Researching historical women artists is often fraught. Archival documentation may be sparse or even nonexistent, but records about artists’ relatives or associates can yield insights or clues. This is the case with Antoinette Bouzonnet-Stella (1641–1676), the 17th-century French artist who executed the print series The Entrance of the Emperor Sigismond into Mantua (L’Entrée de L’Empereur Sigismond a Mantoue, 1675), now on view in NMWA’s redesigned fourth-floor galleries through October 20. While art historians today know little about the details of Bouzonnet-Stella’s life, glimpses of her existence and work are visible in research on her family members.
Life at the Louvre
Bouzonnet-Stella’s uncle Jacques Stella (1596–1657) was an artist from Lyon, France, who studied painting in Rome. Upon his return to France, he was granted lodging and studio space in the Louvre, which at that time was a royal palace with space dedicated to housing and studios for prestigious artists. There, Stella continued his painting career until the deaths of his major patrons, Cardinal Richelieu (1585–1642) and King Louis XIII (1601–1643); he then established a printing workshop in the Louvre. In 1654, Stella moved to larger apartments in the palace, presumably to accommodate this new enterprise and the additional workers it required. For these workers, Stella turned to his sister’s children: Claudine, Antoinette, Françoise, and their brother, Antoine. He gave the siblings a robust artistic education, focusing on print design and printmaking.
Just three years after the Bouzonnet-Stella siblings arrived, their uncle died, but the workshop was apparently already so successful that Claudine, only 21, became its head. Jointly with her brother Antoine, she was named as the heir of Stella’s apartments in the Louvre. For Claudine, this inheritance came with a condition: if she ever wished to marry, she would have to obtain the king’s permission. She never married, indicating that such a change could have jeopardized her claim to the apartments and possibly the workshop as well.
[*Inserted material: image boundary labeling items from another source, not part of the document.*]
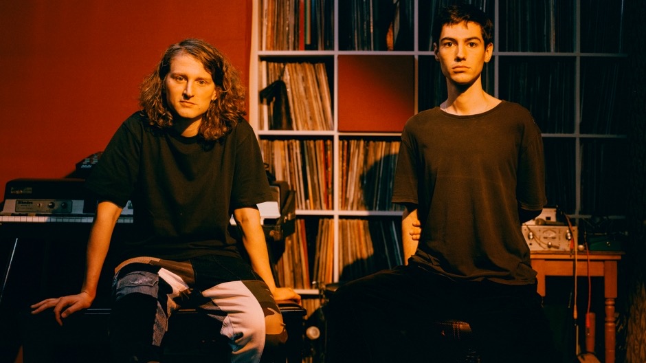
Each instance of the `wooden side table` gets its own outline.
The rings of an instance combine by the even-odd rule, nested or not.
[[[614,322],[614,303],[617,297],[617,265],[623,252],[590,252],[590,276],[603,278],[603,296],[605,299],[605,362],[614,363],[616,327]],[[532,267],[538,272],[538,293],[545,296],[545,276],[577,276],[588,274],[588,255],[585,252],[574,254],[563,252],[533,251]]]

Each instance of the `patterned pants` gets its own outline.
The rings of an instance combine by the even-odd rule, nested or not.
[[[180,307],[195,309],[219,322],[220,333],[228,338],[232,362],[260,362],[287,340],[282,317],[267,285],[235,257],[128,260],[117,268],[113,298],[115,362],[158,362],[168,318]]]

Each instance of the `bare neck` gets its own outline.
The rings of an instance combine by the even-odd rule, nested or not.
[[[476,115],[486,112],[500,103],[500,100],[482,89],[478,79],[465,89],[447,82],[448,98],[441,105],[442,111],[453,115]]]

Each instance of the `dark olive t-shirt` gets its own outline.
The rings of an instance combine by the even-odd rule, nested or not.
[[[113,136],[86,186],[118,206],[132,201],[134,231],[111,247],[121,261],[239,256],[228,233],[232,212],[271,200],[258,142],[243,120],[208,142],[159,130],[135,113]]]
[[[404,126],[392,201],[416,204],[423,233],[412,261],[456,280],[533,283],[518,207],[545,205],[540,130],[503,101],[458,116],[439,108]]]

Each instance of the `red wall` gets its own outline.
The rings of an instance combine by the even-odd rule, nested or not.
[[[170,44],[210,42],[247,85],[251,3],[0,1],[0,188],[64,177],[103,150]]]

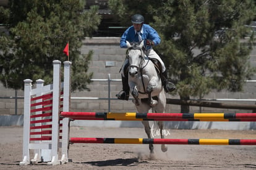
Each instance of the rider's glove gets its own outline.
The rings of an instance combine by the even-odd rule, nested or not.
[[[147,46],[154,46],[154,42],[150,40],[146,40],[146,45]]]

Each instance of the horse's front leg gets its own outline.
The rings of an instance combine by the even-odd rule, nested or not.
[[[160,129],[160,135],[161,138],[164,138],[164,134],[163,134],[163,122],[159,121],[158,123],[158,127]],[[161,150],[163,152],[166,152],[168,150],[168,148],[166,144],[162,144],[161,145]]]
[[[149,81],[148,85],[147,87],[147,93],[148,94],[150,105],[151,107],[154,107],[158,103],[158,101],[155,100],[153,100],[151,96],[151,93],[154,88],[157,87],[157,85],[158,79],[155,78],[152,78]]]
[[[133,86],[130,88],[130,91],[132,91],[132,96],[134,96],[134,100],[132,100],[132,102],[136,105],[140,105],[139,102],[139,91],[137,89],[137,87]]]
[[[142,121],[142,124],[144,125],[145,131],[146,132],[148,138],[151,138],[151,128],[148,121]],[[153,144],[149,144],[149,149],[150,151],[150,158],[152,158],[154,153],[154,147],[153,146]]]

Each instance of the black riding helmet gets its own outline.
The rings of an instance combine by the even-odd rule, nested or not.
[[[144,22],[144,17],[140,14],[135,14],[132,17],[133,23],[142,23]]]

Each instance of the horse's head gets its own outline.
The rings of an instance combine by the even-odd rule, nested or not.
[[[142,50],[143,41],[140,43],[130,43],[126,41],[128,49],[126,53],[126,57],[129,60],[129,74],[132,77],[136,77],[139,72],[139,69],[144,59],[144,53]]]

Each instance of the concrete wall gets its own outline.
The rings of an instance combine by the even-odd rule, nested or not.
[[[93,79],[108,79],[110,74],[111,79],[120,79],[119,73],[120,67],[125,59],[126,49],[119,48],[119,38],[87,38],[83,41],[81,49],[82,53],[88,54],[89,50],[94,52],[93,60],[90,64],[89,72],[93,72]],[[250,62],[253,66],[256,66],[255,49],[252,52]],[[113,66],[108,66],[111,63]],[[256,77],[253,77],[256,80]],[[21,82],[23,83],[23,82]],[[121,89],[121,82],[112,82],[111,83],[111,98],[115,98],[115,95]],[[108,97],[108,82],[95,82],[88,86],[90,91],[75,91],[71,94],[72,97]],[[256,83],[249,82],[244,87],[242,93],[230,93],[226,91],[216,92],[211,91],[203,98],[236,98],[236,99],[256,99]],[[15,95],[15,91],[11,89],[6,89],[0,84],[0,96],[7,97]],[[23,91],[17,91],[18,96],[23,96]],[[167,98],[179,98],[179,96],[171,96],[167,95]],[[17,114],[23,114],[23,100],[18,101]],[[15,100],[14,99],[0,98],[0,115],[15,114]],[[244,103],[254,104],[255,102],[234,102],[227,103]],[[72,100],[72,111],[97,111],[108,112],[108,100]],[[202,113],[209,112],[224,112],[224,113],[250,113],[252,111],[210,108],[202,108]],[[129,101],[120,101],[117,100],[111,101],[111,112],[134,112],[135,107],[131,100]],[[180,106],[168,104],[166,113],[179,113]],[[199,112],[199,107],[191,106],[190,113]]]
In this environment, Antoinette Bouzonnet-Stella lived and worked with her siblings. As head of the family workshop after their uncle’s death, Claudine was granted a special privilege that allowed her to publish prints of Jacques Stella’s designs. The sisters also took on individual commissions for work, such as Bouzonnet-Stella’s series. Executed just one year before her tragically early death at about age 35, The Entrance of the Emperor Sigismond into Mantua reproduces a Renaissance stucco frieze at the Palazzo del Te in Mantua, Italy. Bouzonnet-Stella was commissioned to create this series by Jean-Baptiste Colbert, advisor to King Louis XIV and “Vice-protecteur” of the Royal Academy of Painting and Sculpture.
Colbert hoped to foster a national art embodying the ideals of ancient Greek and Roman iconography: political strength, military prowess, and intellectual refinement. Prints were an ideal format to circulate this new artistic style throughout France. The first print of the series bears the inscription, “This frieze was made in stucco under the guidance and on the designs of Giulio Romano at the Palazzo del Te in Mantua, engraved by Anthoinette [sic] B. Stella.” Just below this inscription is the note, “In Paris at the galleries of the Louvre with the king’s privilege.”
Many questions remain about this series. How would the prints have been displayed? And why was the edition in the museum’s collection not published until 1787, more than 100 years after its creation by Bouzonnet-Stella? It was published by François Etienne Joubert, who presumably acquired the plates from Jacques-François Chéreau, who sold his collection of prints and plates to Joubert in 1787. Upon her death in 1697, Claudine willed the plates and prints that she and her sisters created to a cousin, Michel de Masso. How the plates, Bouzonnet-Stella’s Entrance of the Emperor Sigismond into Mantua presumably among them, later ended up with Chéreau is not entirely clear.
Impressed?
With much unknown, Bouzonnet-Stella’s mastery of skill and technique are nonetheless evident in this extraordinary print series. The clarity of line, articulation of anatomy—both human and equine—and gradations of shade all testify to this artist’s abilities, which are as clear today as they must have been in the seventeenth century.